Buying because the other person cant be trusted and "would just wear holey out of shape ones"-man child

Also, so what if they do? No one can see their socks, they obviously aren't that bothered about their socks. It doesn't reflect badly on you if they have crappy socks on

Starballbunny · 11/02/2014 19:04

Like Minesapintoftea I sort of took over where DMIL left off and now the DDs join in in project make DH look faintly respectable outside the office.

I'm absolutely certain, DH could just manage suficient trips to M&S to buy suits, smart shirts and ties, but casual is beyond him

MissedSomeBullets · 11/02/2014 19:16

Yeah I see no problem with it.

The only time I do is when someone will say - I have to because otherwise he wouldn't have any clean socks/underwear etc.

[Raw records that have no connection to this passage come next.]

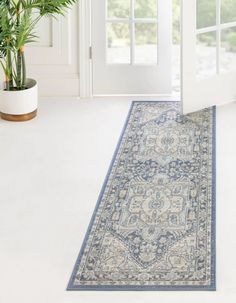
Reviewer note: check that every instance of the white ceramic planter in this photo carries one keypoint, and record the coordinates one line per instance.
(19, 105)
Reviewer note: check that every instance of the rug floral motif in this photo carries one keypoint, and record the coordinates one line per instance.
(154, 224)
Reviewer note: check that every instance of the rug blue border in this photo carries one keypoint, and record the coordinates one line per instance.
(212, 287)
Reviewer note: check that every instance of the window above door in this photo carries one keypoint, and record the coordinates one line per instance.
(132, 32)
(215, 37)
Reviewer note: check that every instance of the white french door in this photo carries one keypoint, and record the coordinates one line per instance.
(208, 53)
(131, 46)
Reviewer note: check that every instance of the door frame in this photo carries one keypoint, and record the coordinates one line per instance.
(85, 52)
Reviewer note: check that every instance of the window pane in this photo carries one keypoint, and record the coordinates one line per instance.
(228, 11)
(118, 43)
(118, 8)
(145, 43)
(145, 8)
(228, 50)
(206, 13)
(206, 55)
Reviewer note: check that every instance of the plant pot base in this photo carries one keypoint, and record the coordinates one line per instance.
(19, 118)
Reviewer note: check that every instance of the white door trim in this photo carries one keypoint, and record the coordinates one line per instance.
(85, 69)
(85, 43)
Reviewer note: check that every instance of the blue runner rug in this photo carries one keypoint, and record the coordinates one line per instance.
(154, 224)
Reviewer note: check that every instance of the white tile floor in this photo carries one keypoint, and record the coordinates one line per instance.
(51, 172)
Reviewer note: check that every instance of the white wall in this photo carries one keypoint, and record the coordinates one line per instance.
(53, 61)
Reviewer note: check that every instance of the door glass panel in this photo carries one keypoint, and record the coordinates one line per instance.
(145, 43)
(206, 55)
(228, 50)
(118, 8)
(118, 43)
(228, 11)
(206, 13)
(145, 8)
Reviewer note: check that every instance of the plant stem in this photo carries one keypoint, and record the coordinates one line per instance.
(19, 59)
(10, 71)
(23, 68)
(18, 69)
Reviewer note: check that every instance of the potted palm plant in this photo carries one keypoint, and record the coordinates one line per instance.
(18, 18)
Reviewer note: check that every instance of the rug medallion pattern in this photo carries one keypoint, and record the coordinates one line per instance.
(153, 227)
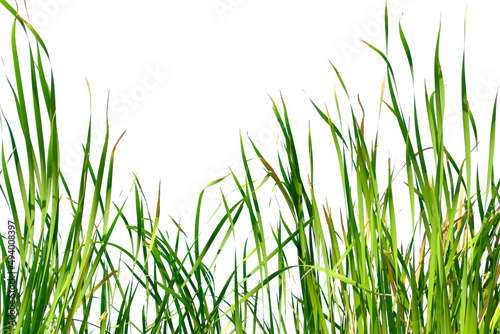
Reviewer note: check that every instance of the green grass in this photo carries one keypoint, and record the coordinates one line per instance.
(353, 273)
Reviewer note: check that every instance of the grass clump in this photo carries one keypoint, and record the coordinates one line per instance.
(353, 274)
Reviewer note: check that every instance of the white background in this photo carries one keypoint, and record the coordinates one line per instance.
(223, 59)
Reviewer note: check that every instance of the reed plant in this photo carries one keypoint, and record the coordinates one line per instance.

If you honestly think that if your adult partner was single he would be that incapable of buying these basic things then that's pretty worrying.

QueenofKelsingra · 11/02/2014 19:25

I do the laundry so I notice when things wear out/need replacing. DH will sometimes mention that he needs a new x,y z but usually I notice first. it just developed that way when I became a SAHM, I do all the household stuff, he brings home the bacon as it were. works blissfully for us.

its no different to the fact that just because I don't go out to work, does that mean I couldn't do it? of course not. should circumstance demand it I would get a job and work hard. if circumstances demanded DH sort his own shopping then he would. in both cases it would take time to get used to it as haven't done it in a while but we'd both manage it.

and for the record, I do not 'mother' my DH. I am a housewife, these jobs fall into my to-do list therefore I do them willingly. I am not and will never be his 'mother'.

vaseoftulips · 11/02/2014 19:37

Yes, I frequently buy DH socks, underpants and clothes.

He would look like a complete tramp if I didn't. He hates shopping.

curlew · 11/02/2014 19:49

"He would look like a complete tramp if I didn't. He hates shopping."

He wouldn't once he and been inappropriately dressed at a ork meeting once or twice.

curlew · 11/02/2014 19:51

"Like Minesapintoftea I sort of took over where DMIL left off and now the DDs join in in project make DH look faintly respectable outside the office"

And will your dds do the same for their menchildren too when they grow up?

IamSlave · 11/02/2014 19:56

Surely whether a man is man or not doesn't come down to if he buys his own socks Confused

If I was with a man who did it wouldn't bother me at all either way, I mean how often do socks need to be brought?

The last time I got some (fascinating conversation), I brought a job lot of M&S plain black ones, about 15 pairs if not more.

They will probably last 5 years..

and I wear them too

Job done, normal life comences?

motherinferior · 11/02/2014 19:58

My partner usually does our washing but that doesn't mean he monitors the state of my socks, though!

SirChenjin · 11/02/2014 19:59

If he says "when you are at the shops today could you pick me up some new socks please" then I will get him some new socks. Otherwise he buys his own socks as I have no idea if he needs them.

I wouldn't trust him to buy my tights - he is colour blind and it would be a leap of faith.

motherinferior · 11/02/2014 20:13

Like Mary, I really don't want to look after another adult. I have two children already.